NEWSNATION · 07 de agosto de 2026
Base lunar de OVNIs? Pesquisadores ucranianos fazem afirmação não revisada; astrofísico Avi Loeb avalia metodologia
Um estudo preliminar de pesquisadores ucranianos afirma ter detectado mais de 20 OVNIs próximos à Lua em 2025, incluindo um objeto de cerca de 40 km de extensão. O astrofísico Avi Loeb, de Harvard, questiona a metodologia e aponta limitações críticas do telescópio utilizado.
Contexto: O que diz o estudo ucraniano
Pesquisadores do principal observatório astronômico da Ucrânia afirmam ter registrado, ao longo de 2025, mais de 20 objetos não identificados movendo-se nas proximidades e sobre a superfície da Lua. O estudo utilizou uma câmera de alta velocidade acoplada a um telescópio para capturar os objetos, que supostamente se deslocariam em velocidades extremas.
Segundo o documento, um dos objetos foi rastreado a cerca de 6,6 km/s — velocidade próxima à necessária para a decolagem do ônibus espacial norte-americano. Os pesquisadores também afirmam ter estimado o tamanho dos objetos por meio de análise luminosa, chegando a uma medida de aproximadamente 40 km de extensão para um dos casos — dimensão superior à da ilha de Manhattan.
O comportamento mais significativo relatado pelos autores foram padrões de luz intermitentes, interpretados como possível comunicação intencional. Com base nessa observação, os cientistas ucranianos concluíram:
"Acreditamos que a Lua serve como base para OVNIs."
A afirmação, no entanto, vem acompanhada de uma ressalva fundamental: o estudo ainda não passou por revisão por pares, o que significa que outros cientistas independentes não verificaram os dados, a metodologia nem as conclusões.
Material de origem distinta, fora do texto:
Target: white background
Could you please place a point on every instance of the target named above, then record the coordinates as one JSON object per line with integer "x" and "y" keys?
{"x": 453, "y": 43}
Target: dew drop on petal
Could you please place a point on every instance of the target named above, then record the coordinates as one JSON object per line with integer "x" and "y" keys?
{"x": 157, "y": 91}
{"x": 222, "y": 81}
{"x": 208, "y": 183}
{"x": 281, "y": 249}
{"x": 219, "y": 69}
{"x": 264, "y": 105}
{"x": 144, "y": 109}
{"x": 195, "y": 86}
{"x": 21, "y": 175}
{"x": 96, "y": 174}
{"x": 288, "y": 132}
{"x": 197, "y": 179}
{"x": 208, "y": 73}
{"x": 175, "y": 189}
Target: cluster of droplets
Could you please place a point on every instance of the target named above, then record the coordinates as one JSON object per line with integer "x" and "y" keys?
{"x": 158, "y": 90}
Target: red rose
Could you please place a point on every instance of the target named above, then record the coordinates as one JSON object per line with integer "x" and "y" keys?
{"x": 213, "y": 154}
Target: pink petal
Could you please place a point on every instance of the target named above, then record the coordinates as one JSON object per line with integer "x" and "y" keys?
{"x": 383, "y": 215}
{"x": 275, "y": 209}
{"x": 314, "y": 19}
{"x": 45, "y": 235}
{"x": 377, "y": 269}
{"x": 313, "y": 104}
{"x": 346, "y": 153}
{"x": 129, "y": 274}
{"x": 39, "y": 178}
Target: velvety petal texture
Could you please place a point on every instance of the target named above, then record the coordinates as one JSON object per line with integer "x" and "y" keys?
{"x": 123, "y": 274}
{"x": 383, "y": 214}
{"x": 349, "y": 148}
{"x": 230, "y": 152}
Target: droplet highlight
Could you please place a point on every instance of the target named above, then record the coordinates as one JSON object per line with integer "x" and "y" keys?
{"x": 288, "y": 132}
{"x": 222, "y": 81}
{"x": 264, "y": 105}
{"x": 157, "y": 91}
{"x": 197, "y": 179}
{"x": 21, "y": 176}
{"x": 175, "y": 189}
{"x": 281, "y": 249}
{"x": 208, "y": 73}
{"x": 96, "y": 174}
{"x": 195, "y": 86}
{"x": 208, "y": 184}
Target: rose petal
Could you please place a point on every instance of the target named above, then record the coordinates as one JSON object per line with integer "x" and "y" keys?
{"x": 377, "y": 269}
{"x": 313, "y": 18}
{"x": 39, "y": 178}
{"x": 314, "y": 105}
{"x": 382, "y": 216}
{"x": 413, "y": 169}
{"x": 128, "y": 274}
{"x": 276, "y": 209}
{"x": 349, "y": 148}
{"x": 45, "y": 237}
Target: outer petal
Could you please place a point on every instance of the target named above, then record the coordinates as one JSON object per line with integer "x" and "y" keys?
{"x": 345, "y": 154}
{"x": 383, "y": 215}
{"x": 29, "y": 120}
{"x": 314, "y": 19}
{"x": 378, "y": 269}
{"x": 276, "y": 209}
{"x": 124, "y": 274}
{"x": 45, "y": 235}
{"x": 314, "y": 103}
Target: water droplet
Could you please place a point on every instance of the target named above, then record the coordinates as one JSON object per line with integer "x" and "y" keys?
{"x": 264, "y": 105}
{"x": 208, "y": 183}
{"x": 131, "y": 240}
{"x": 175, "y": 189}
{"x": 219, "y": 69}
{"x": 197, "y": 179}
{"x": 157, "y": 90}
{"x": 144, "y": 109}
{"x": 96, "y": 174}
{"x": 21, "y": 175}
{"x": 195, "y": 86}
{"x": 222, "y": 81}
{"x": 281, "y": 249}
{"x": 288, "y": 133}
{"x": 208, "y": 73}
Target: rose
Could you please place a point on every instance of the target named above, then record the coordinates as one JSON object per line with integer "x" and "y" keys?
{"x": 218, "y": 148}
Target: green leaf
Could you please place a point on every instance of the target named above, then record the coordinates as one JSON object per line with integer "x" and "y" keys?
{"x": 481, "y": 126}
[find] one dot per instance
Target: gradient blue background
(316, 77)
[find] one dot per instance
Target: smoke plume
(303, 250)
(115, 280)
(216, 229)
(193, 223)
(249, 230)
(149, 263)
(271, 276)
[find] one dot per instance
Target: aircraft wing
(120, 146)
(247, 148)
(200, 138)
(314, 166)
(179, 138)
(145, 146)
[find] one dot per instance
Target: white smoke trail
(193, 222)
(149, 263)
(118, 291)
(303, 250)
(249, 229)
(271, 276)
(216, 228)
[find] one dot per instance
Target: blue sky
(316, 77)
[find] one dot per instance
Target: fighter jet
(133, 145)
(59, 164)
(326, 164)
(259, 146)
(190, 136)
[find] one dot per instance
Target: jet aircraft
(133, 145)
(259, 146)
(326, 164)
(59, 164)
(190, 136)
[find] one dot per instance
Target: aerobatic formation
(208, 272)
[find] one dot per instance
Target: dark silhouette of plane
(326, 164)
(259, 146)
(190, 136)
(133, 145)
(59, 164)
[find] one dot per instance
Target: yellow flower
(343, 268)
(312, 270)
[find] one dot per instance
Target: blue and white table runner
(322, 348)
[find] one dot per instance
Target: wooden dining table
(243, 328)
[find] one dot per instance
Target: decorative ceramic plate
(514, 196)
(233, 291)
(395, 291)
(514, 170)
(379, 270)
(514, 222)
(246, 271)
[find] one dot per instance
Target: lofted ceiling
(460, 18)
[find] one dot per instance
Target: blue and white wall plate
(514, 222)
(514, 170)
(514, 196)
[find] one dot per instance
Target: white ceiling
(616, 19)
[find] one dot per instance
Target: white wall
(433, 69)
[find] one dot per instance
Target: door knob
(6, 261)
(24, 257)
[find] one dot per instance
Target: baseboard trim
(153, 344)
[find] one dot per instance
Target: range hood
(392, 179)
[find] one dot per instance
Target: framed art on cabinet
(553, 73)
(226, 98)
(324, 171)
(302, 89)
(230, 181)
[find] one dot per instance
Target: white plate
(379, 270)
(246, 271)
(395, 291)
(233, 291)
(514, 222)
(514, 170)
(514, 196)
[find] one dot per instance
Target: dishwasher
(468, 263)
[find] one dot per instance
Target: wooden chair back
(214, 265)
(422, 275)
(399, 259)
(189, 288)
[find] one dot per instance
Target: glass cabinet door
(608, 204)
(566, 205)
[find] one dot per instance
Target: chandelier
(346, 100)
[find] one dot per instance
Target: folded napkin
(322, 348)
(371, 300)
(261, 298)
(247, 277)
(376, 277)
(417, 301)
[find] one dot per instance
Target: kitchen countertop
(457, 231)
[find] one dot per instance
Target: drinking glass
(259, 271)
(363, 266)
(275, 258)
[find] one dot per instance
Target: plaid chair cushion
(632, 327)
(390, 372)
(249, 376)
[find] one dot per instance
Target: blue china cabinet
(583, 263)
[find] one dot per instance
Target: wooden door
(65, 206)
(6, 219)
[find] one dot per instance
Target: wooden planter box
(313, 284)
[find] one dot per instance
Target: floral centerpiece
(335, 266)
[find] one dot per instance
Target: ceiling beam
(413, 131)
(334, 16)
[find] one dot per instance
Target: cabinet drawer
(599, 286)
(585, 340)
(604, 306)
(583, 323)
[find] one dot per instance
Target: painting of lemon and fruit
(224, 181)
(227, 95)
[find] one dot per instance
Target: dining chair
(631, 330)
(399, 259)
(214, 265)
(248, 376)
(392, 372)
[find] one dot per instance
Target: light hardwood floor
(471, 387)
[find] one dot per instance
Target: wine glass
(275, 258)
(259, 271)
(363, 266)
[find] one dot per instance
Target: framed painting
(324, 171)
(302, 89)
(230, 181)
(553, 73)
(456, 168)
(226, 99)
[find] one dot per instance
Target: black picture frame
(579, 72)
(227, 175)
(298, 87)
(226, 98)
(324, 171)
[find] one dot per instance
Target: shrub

A avaliação de Avi Loeb: problemas metodológicos centrais
O professor Avi Loeb, da Universidade de Harvard, titular da cadeira Frank B. Baird Jr. de Ciências e presidente do Conselho Científico Consultivo UAP dos Estados Unidos, foi entrevistado pelo canal NewsNation para comentar o estudo. Sua avaliação foi direta quanto às limitações da pesquisa.
Primeiro problema: qualidade do instrumento. Loeb destacou que existem formas significativamente melhores de observar a Lua do que um telescópio terrestre de 15 cm de abertura. O Lunar Reconnaissance Orbiter da NASA, por exemplo, acumula um volume extenso de dados de superfície lunar. Além disso, quatro meses antes da entrevista, os astronautas da missão Artemis 2 registraram milhares de imagens da Lua — incluindo o lado oculto, invisível da Terra — sem encontrar evidência alguma de estruturas ou atividade anômala.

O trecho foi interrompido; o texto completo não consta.